Bush cucumbers are well suited to small gardening spaces and container gardens. Unlike the larger vine varieties, bush cucumbers are compact and take up little space. Most bush cucumbers produce smaller fruit than the vines. Pickling and salad cucumbers are the most common types. A warm-season vegetable, you can plant cucumbers in the garden after all danger of frost in your area has passed in spring. Start cucumbers from seed indoors 4 weeks before the last expected frost for later transplanting outside in the spring.
Fill peat pots with a soilless potting mix. Water the soil until it is evenly moist throughout.
Sow two seeds per pot to a 1/4- to 1/2-inch depth. Cover the pot in plastic wrap and place in a warm, 65- to 75-degree-Fahrenheit room to germinate.
Remove the plastic once sprouts appear, approximately 7 to 14 days after planting. Place the plants in a sunny window and keep the soil moist at all times.
Thin the bush cucumbers to one per pot once they develop their second set of leaves. Pluck out the weaker of the two plants, leaving the stronger one in the pot.

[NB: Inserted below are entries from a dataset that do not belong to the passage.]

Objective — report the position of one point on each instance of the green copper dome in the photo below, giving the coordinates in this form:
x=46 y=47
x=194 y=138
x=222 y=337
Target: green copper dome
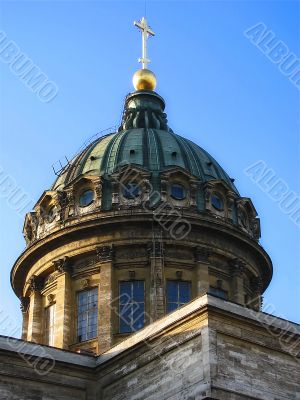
x=144 y=139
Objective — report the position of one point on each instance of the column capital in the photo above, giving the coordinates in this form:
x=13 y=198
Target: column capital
x=24 y=304
x=36 y=283
x=105 y=253
x=202 y=254
x=237 y=267
x=62 y=265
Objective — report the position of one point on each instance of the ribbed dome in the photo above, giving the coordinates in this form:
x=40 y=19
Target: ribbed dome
x=144 y=145
x=154 y=150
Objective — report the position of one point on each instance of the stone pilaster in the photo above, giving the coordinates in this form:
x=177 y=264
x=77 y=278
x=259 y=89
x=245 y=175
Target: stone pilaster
x=24 y=306
x=64 y=304
x=35 y=316
x=202 y=274
x=237 y=285
x=157 y=288
x=256 y=286
x=105 y=256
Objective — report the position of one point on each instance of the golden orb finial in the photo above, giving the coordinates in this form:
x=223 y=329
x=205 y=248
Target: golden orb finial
x=144 y=79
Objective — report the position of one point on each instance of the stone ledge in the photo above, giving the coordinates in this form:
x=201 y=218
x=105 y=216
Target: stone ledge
x=46 y=352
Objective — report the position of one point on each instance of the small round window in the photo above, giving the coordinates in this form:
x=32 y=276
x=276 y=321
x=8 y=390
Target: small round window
x=217 y=202
x=86 y=198
x=131 y=190
x=51 y=214
x=178 y=191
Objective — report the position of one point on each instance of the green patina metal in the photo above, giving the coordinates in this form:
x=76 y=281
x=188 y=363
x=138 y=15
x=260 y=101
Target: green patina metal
x=143 y=139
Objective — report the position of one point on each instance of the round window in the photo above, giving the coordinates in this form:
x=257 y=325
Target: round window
x=86 y=198
x=131 y=190
x=178 y=191
x=217 y=202
x=51 y=214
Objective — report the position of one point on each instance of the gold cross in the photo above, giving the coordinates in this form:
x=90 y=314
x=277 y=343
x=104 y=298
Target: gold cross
x=146 y=33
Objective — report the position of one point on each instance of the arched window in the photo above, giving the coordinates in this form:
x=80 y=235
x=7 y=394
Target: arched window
x=178 y=192
x=49 y=325
x=86 y=198
x=131 y=190
x=87 y=314
x=217 y=202
x=178 y=293
x=131 y=306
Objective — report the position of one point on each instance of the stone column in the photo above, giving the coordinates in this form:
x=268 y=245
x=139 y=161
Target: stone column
x=237 y=286
x=256 y=286
x=105 y=256
x=24 y=306
x=64 y=304
x=36 y=315
x=157 y=288
x=202 y=273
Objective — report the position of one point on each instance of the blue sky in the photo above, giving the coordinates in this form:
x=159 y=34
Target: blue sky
x=221 y=91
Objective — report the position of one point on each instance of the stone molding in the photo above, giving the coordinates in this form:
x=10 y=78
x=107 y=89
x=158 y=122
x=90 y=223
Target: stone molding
x=105 y=253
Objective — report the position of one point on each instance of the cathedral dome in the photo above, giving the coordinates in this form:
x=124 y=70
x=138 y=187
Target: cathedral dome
x=148 y=143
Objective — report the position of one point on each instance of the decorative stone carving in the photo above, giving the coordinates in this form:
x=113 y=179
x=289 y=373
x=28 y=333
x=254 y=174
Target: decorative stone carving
x=237 y=267
x=256 y=285
x=62 y=265
x=85 y=283
x=179 y=275
x=36 y=283
x=202 y=254
x=24 y=304
x=50 y=279
x=156 y=249
x=51 y=298
x=105 y=253
x=255 y=227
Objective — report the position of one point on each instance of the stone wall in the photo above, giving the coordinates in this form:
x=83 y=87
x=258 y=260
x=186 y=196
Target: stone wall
x=208 y=349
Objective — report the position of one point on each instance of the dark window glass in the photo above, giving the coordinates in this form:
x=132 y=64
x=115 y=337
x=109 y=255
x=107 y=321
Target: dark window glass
x=51 y=214
x=131 y=306
x=178 y=192
x=50 y=324
x=217 y=202
x=218 y=293
x=87 y=317
x=131 y=190
x=244 y=219
x=86 y=198
x=178 y=293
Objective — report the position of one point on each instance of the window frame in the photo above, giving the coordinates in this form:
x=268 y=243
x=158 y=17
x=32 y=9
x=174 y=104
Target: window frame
x=86 y=338
x=87 y=189
x=132 y=281
x=185 y=191
x=178 y=281
x=49 y=325
x=128 y=194
x=221 y=198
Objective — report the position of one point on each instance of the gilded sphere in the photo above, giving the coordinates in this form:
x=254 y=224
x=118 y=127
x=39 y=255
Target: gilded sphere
x=144 y=79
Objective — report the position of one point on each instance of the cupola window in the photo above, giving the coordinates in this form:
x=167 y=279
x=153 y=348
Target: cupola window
x=87 y=314
x=178 y=191
x=217 y=202
x=131 y=306
x=86 y=198
x=131 y=190
x=244 y=219
x=178 y=293
x=51 y=214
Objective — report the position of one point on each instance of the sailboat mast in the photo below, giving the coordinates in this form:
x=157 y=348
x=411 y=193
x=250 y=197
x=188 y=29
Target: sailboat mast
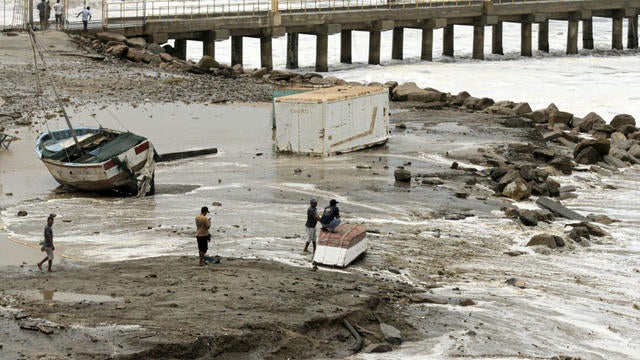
x=53 y=86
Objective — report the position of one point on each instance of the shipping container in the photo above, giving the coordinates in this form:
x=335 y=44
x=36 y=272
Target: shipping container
x=332 y=120
x=285 y=91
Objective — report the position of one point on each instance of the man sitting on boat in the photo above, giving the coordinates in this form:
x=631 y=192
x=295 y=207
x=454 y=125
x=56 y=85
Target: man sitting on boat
x=331 y=217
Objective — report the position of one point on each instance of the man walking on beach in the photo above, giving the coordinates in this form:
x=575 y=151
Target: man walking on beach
x=330 y=217
x=48 y=244
x=203 y=223
x=42 y=12
x=86 y=16
x=57 y=9
x=312 y=220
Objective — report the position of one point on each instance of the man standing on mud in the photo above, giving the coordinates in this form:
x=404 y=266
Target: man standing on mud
x=331 y=217
x=312 y=220
x=48 y=244
x=203 y=223
x=86 y=16
x=57 y=9
x=42 y=12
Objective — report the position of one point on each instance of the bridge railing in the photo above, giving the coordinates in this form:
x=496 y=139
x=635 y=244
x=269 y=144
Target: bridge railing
x=131 y=13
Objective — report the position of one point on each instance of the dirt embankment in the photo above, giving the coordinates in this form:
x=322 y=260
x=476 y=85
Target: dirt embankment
x=235 y=309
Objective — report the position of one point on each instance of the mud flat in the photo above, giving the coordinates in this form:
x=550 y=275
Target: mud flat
x=169 y=307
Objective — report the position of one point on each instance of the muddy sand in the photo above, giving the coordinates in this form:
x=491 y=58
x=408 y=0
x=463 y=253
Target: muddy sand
x=169 y=307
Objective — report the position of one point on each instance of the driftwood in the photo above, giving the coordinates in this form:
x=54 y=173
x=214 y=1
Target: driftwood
x=558 y=208
x=88 y=56
x=185 y=154
x=354 y=333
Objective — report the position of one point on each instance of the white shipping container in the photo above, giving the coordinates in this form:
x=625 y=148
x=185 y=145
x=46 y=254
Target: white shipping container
x=332 y=120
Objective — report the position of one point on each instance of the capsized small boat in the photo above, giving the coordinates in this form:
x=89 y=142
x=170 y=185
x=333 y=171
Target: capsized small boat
x=342 y=247
x=97 y=159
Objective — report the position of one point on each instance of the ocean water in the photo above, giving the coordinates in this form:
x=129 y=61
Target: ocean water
x=579 y=302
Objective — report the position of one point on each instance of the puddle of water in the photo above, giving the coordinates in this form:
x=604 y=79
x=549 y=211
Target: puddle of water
x=52 y=295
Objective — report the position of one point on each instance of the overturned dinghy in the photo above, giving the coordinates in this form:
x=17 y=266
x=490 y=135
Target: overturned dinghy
x=342 y=247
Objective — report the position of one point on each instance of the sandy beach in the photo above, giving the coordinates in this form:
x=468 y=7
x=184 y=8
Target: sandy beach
x=447 y=266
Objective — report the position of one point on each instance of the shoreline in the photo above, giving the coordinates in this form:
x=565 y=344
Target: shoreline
x=441 y=266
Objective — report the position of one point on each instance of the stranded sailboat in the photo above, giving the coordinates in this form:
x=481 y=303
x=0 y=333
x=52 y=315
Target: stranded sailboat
x=95 y=159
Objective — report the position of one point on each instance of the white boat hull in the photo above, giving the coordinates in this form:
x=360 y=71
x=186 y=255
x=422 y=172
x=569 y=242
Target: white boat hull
x=129 y=171
x=341 y=248
x=103 y=176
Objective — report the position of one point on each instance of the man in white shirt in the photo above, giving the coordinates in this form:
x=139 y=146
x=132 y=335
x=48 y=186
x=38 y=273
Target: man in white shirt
x=57 y=8
x=86 y=16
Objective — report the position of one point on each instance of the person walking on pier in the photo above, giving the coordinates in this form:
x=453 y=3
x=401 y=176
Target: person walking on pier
x=86 y=16
x=203 y=223
x=310 y=226
x=48 y=244
x=57 y=9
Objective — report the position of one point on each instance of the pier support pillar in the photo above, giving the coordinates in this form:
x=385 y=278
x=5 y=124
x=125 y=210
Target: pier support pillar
x=543 y=36
x=632 y=32
x=587 y=34
x=426 y=53
x=266 y=51
x=322 y=45
x=398 y=43
x=181 y=49
x=496 y=39
x=374 y=47
x=345 y=46
x=616 y=35
x=447 y=40
x=526 y=46
x=208 y=44
x=572 y=36
x=292 y=50
x=236 y=50
x=478 y=42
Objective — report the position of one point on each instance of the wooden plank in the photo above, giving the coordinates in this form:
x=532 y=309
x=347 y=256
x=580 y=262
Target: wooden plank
x=557 y=208
x=185 y=154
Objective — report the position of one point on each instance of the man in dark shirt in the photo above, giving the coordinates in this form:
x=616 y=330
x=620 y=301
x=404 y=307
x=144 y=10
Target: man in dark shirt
x=312 y=220
x=42 y=13
x=48 y=244
x=331 y=217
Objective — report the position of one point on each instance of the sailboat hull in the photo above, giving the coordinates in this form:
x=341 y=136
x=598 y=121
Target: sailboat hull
x=123 y=171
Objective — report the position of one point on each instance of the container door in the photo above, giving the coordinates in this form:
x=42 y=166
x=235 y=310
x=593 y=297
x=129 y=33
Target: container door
x=311 y=128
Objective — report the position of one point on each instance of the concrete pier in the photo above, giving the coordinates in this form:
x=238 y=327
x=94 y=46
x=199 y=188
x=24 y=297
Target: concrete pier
x=447 y=40
x=426 y=51
x=616 y=32
x=478 y=42
x=543 y=36
x=526 y=46
x=496 y=39
x=209 y=44
x=572 y=35
x=374 y=47
x=266 y=52
x=181 y=48
x=292 y=51
x=322 y=46
x=632 y=32
x=345 y=46
x=587 y=34
x=397 y=43
x=236 y=50
x=315 y=19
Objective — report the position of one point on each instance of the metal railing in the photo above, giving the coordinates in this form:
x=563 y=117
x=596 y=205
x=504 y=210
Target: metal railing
x=142 y=10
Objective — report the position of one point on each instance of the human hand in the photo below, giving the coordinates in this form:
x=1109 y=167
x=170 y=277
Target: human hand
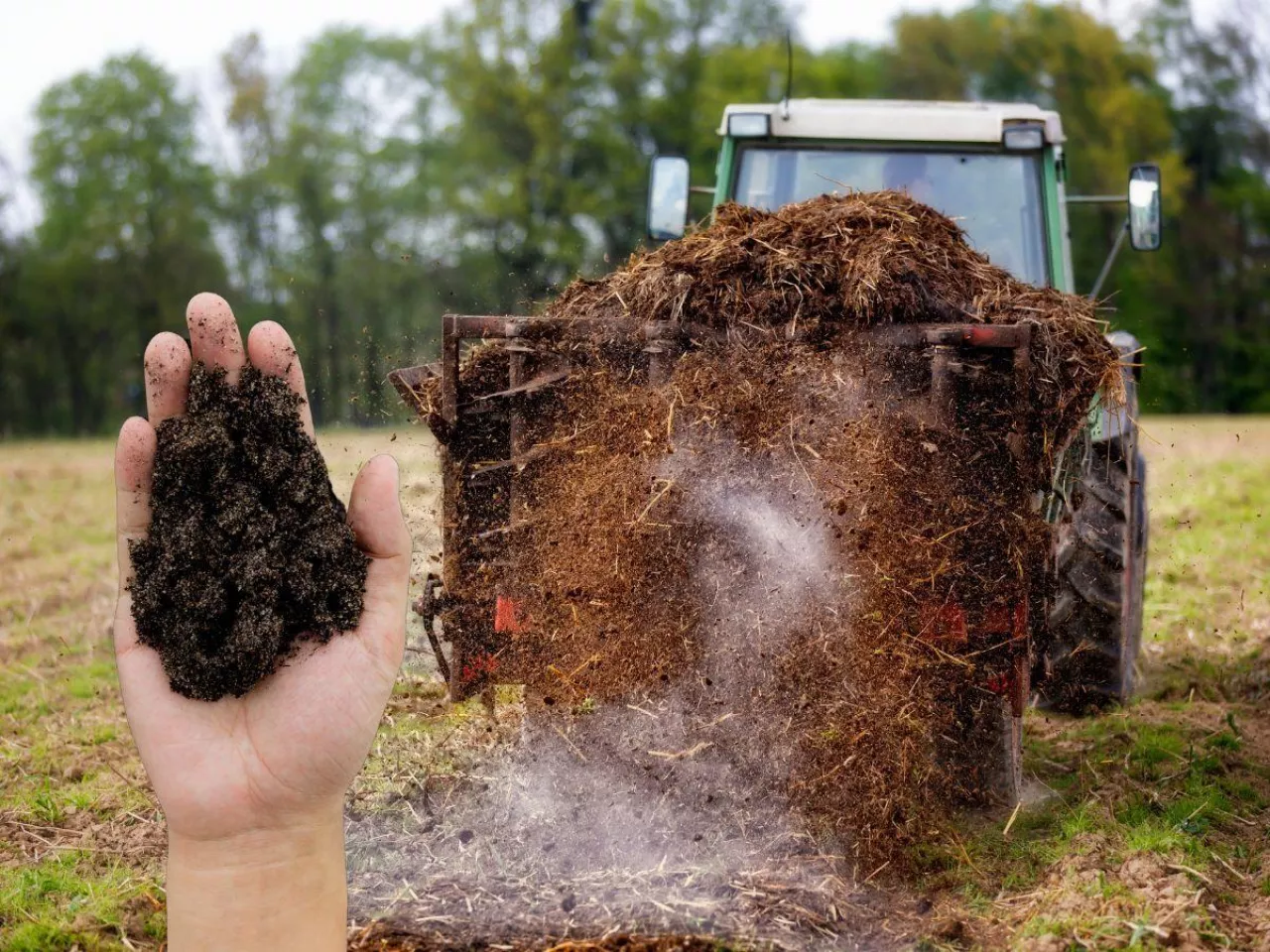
x=262 y=774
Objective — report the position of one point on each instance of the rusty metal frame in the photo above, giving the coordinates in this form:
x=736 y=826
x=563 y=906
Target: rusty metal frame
x=665 y=343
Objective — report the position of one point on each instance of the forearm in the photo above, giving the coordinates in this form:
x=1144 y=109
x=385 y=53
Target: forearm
x=275 y=890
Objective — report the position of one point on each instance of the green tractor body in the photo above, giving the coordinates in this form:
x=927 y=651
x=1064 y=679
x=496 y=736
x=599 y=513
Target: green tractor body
x=998 y=169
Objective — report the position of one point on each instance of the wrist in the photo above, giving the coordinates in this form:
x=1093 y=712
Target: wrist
x=278 y=888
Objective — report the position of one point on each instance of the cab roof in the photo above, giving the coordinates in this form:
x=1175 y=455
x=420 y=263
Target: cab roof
x=897 y=119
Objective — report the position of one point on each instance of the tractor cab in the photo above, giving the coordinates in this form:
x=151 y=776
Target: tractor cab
x=997 y=169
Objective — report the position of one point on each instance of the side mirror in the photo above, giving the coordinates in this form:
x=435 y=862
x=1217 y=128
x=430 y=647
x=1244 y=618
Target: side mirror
x=1144 y=216
x=668 y=198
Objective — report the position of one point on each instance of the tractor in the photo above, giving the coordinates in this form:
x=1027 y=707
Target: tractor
x=998 y=169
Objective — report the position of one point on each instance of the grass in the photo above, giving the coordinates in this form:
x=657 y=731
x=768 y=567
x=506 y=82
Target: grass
x=1151 y=825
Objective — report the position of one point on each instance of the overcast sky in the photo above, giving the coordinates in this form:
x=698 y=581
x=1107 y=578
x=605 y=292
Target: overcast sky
x=46 y=41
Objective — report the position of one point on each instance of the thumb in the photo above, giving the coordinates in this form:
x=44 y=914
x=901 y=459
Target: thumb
x=375 y=517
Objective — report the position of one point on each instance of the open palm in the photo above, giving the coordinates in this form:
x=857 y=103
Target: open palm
x=290 y=747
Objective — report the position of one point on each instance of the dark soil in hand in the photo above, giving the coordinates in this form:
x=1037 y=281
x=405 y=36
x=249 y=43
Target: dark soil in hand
x=249 y=552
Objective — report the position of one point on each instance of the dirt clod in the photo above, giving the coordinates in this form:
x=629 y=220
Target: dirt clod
x=249 y=552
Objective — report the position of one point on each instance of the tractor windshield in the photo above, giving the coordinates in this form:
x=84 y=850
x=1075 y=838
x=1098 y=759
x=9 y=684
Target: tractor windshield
x=996 y=197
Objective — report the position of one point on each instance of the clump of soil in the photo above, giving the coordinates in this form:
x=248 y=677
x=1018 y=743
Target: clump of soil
x=249 y=552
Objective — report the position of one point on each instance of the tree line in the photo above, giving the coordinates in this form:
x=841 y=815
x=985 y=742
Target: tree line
x=483 y=163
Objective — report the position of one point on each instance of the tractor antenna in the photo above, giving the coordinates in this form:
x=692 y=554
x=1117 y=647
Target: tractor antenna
x=789 y=72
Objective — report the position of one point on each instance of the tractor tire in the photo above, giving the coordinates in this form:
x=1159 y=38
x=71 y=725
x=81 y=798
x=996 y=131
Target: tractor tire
x=1095 y=620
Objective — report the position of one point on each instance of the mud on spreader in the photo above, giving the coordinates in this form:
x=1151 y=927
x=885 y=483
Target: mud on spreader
x=970 y=377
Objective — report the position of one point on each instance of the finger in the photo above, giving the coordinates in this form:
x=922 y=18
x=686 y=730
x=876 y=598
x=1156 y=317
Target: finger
x=213 y=335
x=134 y=467
x=271 y=350
x=375 y=517
x=167 y=365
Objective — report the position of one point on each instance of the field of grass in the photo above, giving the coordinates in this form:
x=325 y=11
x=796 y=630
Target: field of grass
x=1155 y=832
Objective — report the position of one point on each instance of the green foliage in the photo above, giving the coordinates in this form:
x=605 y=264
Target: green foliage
x=485 y=162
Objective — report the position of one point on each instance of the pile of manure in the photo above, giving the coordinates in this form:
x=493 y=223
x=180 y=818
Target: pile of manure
x=770 y=546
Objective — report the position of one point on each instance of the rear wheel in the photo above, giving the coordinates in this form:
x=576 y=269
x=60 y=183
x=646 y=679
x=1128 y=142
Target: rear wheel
x=1095 y=622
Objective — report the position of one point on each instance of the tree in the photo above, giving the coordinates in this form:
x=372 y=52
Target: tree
x=126 y=230
x=1211 y=285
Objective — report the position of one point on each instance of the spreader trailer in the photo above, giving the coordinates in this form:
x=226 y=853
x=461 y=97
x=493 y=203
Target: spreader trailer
x=998 y=171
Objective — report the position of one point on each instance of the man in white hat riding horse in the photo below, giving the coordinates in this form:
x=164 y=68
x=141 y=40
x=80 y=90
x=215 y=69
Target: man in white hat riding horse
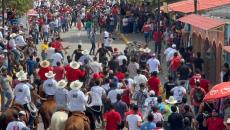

Plant cucumber seedlings in a well-drained garden bed in full sun. Peel down the sides of the peat pots and plant the pots in the garden soil. Space plants 1 to 2 feet apart in rows that are 5 feet apart, or plant a single bush cucumber plant per large planter.
Keep the soil moist at all times, providing approximately 2 inches of water per week. Apply a 2-inch layer of organic mulch around the plants to help preserve soil moisture.
Things You Will Need
- Peat pots
- Potting mix
- Cucumber seeds
- Plastic wrap
- Organic mulch
- Apply a nitrogen-rich fertilizer once plants begin to set flowers to encourage healthy fruiting.
- Harvest cucumbers once they are at least 2 inches long. Frequent harvesting may lead to more fruit production.
- Bush cucumbers may require staking to support the fruit. Install a stake at the time of planting to avoid damaging the shallow roots of the plant.